Power of Art – Joseph Mallord William Turner

Power of Art - Joseph Mallord William Turner

Power of Art – Joseph Mallord William Turner: One of Britain’s most celebrated artists, Turner showed exceptional artistic talent from an early age and entered the Royal Academy aged fourteen.

 

 


His English landscapes made his name but there was a darker side to his paintings that was difficult for the critics to swallow, both in the increasingly informal use of paint and the subject matter that was critical of the romanticised vision of Britain in the late nineteenth century.

 

Power of Art – Joseph Mallord William Turner

 

Joseph Mallord William Turner RA (23 April 1775 – 19 December 1851), was an English Romantic painter, printmaker and water colourist. He is known for his expressive colourisation, imaginative landscapes and turbulent, often violent marine paintings. He left behind more than 550 oil paintings, 2,000 watercolours, and 30,000 works on paper. He was championed by the leading English art critic John Ruskin from 1840, and is today regarded as having elevated landscape painting to an eminence rivalling history painting.

Turner was born in Maiden Lane, Covent Garden, London, to a modest lower-middle-class family. He lived in London all his life, retaining his Cockney accent and assiduously avoiding the trappings of success and fame. A child prodigy, he studied at the Royal Academy of Arts from 1789, enrolling when he was 14, and exhibited his first work there at 15.

During this period, he also served as an architectural draftsman.
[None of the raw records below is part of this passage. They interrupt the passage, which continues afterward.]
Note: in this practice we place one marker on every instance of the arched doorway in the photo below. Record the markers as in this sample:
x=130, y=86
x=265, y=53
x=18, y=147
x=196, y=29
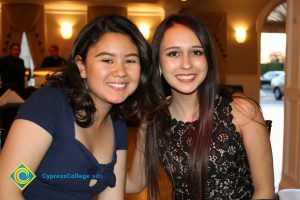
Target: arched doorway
x=271, y=21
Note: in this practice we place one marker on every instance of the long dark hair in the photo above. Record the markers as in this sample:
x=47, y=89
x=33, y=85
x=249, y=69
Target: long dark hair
x=70, y=81
x=157, y=128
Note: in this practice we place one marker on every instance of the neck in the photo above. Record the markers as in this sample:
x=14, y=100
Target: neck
x=184, y=107
x=102, y=113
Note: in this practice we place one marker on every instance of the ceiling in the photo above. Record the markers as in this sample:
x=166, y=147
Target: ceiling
x=278, y=14
x=85, y=3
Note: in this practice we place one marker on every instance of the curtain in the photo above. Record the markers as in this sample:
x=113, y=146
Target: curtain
x=28, y=18
x=94, y=11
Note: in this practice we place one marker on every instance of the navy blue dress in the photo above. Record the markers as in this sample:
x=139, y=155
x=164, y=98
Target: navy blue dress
x=68, y=166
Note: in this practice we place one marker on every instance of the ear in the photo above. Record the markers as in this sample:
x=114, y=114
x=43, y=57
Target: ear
x=81, y=66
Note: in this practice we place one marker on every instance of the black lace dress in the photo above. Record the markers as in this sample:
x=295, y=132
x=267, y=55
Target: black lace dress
x=228, y=169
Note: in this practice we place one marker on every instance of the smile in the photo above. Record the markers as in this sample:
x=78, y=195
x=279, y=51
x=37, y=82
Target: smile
x=117, y=85
x=188, y=77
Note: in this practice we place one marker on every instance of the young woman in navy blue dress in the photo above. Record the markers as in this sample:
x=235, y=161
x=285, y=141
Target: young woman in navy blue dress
x=71, y=133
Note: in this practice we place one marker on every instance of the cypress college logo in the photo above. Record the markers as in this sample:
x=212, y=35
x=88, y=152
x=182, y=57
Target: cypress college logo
x=22, y=176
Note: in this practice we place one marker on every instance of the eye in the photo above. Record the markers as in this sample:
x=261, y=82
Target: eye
x=173, y=54
x=132, y=61
x=107, y=61
x=197, y=53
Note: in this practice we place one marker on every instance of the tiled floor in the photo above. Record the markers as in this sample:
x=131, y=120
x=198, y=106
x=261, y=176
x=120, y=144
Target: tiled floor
x=164, y=185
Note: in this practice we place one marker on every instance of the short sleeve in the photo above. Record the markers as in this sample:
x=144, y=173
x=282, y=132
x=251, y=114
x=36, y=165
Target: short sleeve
x=44, y=107
x=120, y=134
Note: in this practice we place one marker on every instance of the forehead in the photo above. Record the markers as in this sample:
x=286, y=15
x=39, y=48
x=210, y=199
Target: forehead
x=179, y=34
x=115, y=41
x=15, y=47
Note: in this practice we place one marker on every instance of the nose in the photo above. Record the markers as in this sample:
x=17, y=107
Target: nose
x=186, y=62
x=119, y=70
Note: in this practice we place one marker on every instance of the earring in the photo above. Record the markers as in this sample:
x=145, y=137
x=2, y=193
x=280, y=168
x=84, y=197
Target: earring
x=160, y=72
x=85, y=84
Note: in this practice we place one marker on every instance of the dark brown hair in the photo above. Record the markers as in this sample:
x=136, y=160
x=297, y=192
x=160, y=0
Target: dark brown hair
x=70, y=81
x=157, y=126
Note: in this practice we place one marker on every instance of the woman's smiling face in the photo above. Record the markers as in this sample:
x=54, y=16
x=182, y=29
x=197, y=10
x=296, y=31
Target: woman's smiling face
x=182, y=59
x=112, y=68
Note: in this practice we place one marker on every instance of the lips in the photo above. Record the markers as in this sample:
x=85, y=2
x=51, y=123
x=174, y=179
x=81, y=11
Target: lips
x=118, y=86
x=185, y=77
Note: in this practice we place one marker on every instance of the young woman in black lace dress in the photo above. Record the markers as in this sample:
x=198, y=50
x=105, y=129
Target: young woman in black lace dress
x=213, y=143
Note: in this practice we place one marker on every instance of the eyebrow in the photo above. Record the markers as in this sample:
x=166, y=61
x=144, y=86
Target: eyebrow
x=111, y=54
x=177, y=47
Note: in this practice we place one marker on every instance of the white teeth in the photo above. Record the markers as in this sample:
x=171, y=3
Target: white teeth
x=186, y=77
x=117, y=85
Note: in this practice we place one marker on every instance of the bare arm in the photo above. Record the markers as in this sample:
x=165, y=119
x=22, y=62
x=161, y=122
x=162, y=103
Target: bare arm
x=136, y=176
x=27, y=143
x=251, y=124
x=117, y=192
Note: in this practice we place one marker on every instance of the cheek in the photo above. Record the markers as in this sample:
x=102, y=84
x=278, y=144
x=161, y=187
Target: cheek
x=135, y=73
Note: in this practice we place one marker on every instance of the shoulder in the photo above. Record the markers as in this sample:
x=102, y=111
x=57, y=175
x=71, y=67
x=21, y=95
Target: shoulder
x=245, y=110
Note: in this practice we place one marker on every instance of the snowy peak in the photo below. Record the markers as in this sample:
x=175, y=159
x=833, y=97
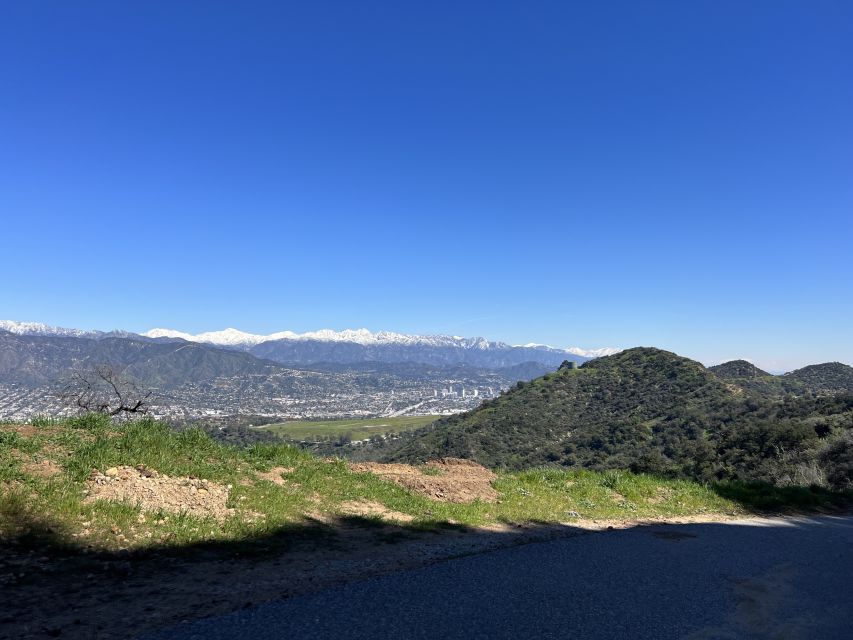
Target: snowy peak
x=240, y=339
x=364, y=337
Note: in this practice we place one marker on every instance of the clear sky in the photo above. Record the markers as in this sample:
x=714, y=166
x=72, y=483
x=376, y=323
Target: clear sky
x=676, y=174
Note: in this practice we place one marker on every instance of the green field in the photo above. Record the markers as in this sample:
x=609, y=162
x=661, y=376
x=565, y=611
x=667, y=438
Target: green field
x=356, y=429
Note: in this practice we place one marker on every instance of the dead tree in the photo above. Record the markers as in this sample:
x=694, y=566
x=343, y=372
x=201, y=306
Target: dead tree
x=102, y=390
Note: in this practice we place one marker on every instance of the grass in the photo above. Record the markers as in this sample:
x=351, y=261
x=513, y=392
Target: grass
x=32, y=504
x=356, y=429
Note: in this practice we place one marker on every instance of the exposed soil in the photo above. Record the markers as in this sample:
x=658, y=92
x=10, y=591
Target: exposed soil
x=370, y=509
x=43, y=469
x=274, y=475
x=451, y=480
x=153, y=491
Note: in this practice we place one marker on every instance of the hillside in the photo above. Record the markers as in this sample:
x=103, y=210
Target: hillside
x=829, y=377
x=737, y=369
x=122, y=517
x=647, y=410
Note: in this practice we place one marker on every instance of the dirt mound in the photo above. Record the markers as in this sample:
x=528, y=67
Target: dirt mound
x=153, y=491
x=274, y=475
x=43, y=469
x=370, y=509
x=445, y=480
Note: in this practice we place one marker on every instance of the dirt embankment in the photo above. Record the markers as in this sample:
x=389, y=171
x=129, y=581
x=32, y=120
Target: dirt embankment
x=446, y=480
x=154, y=491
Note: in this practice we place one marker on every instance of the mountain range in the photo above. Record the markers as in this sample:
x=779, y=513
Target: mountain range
x=654, y=411
x=335, y=376
x=348, y=346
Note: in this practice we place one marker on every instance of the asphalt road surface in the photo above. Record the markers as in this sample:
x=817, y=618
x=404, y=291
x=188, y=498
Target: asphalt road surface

He earned a steady income from commissions and sales, which due to his troubled, contrary nature, were often begrudgingly accepted. He opened his own gallery in 1804 and became professor of perspective at the academy in 1807, where he lectured until 1828, although he was viewed as profoundly inarticulate. He travelled to Europe from 1802, typically returning with voluminous sketchbooks.

Turner style

Turner’s talent was recognised early in his life. Financial independence allowed him to innovate freely; his mature work is characterised by a chromatic palette and broadly applied atmospheric washes of paint. According to David Piper’s The Illustrated History of Art, his later pictures were called “fantastic puzzles”.

Turner was recognised as an artistic genius: the influential English art critic John Ruskin described him as the artist who could most “stirringly and truthfully measure the moods of Nature”. He’s work drew criticism from contemporaries, in particular from Sir George Beaumont, a landscape painter and fellow member of the Royal Academy, who described his paintings as ‘blots’.

He’s imagination was sparked by shipwrecks, fires (including the burning of Parliament in 1834, an event which Turner witnessed first-hand, and transcribed in a series of watercolour sketches), and natural phenomena such as sunlight, storm, rain, and fog. He was fascinated by the violent power of the sea, as seen in Dawn after the Wreck (1840) and The Slave Ship (1840).

Turner materials

Turner experimented with a wide variety of pigment. He used pigments like carmine, despite knowing that they were not long-lasting, and against the advice of contemporary experts to use more durable pigments. As a result, many of his colours have now faded. Ruskin complained at how quickly his work decayed; Turner was indifferent to posterity and chose materials that looked good when freshly applied. By 1930, there was concern that both his oils and his watercolours were fading.

Turner’s Death

Turner died of cholera at the home of Sophia Caroline Booth, in Cheyne Walk in Chelsea, on 19 December 1851. He is buried in St Paul’s Cathedral, where he lies near to Sir Joshua Reynolds. Apparently his last words were “The Sun is God”, though this may be apocryphal.

He’s friend, the architect Philip Hardwick (1792–1870), son of his tutor, Thomas Hardwick, was in charge of making the funeral arrangements and wrote to those who knew Turner to tell them at the time of his death that, “I must inform you, we have lost him.” Other executors were his cousin and chief mourner at the funeral, Henry Harpur IV (benefactor of Westminster – now Chelsea & Westminster – Hospital), Revd. Henry Scott Trimmer, George Jones RA and Charles Turner ARA.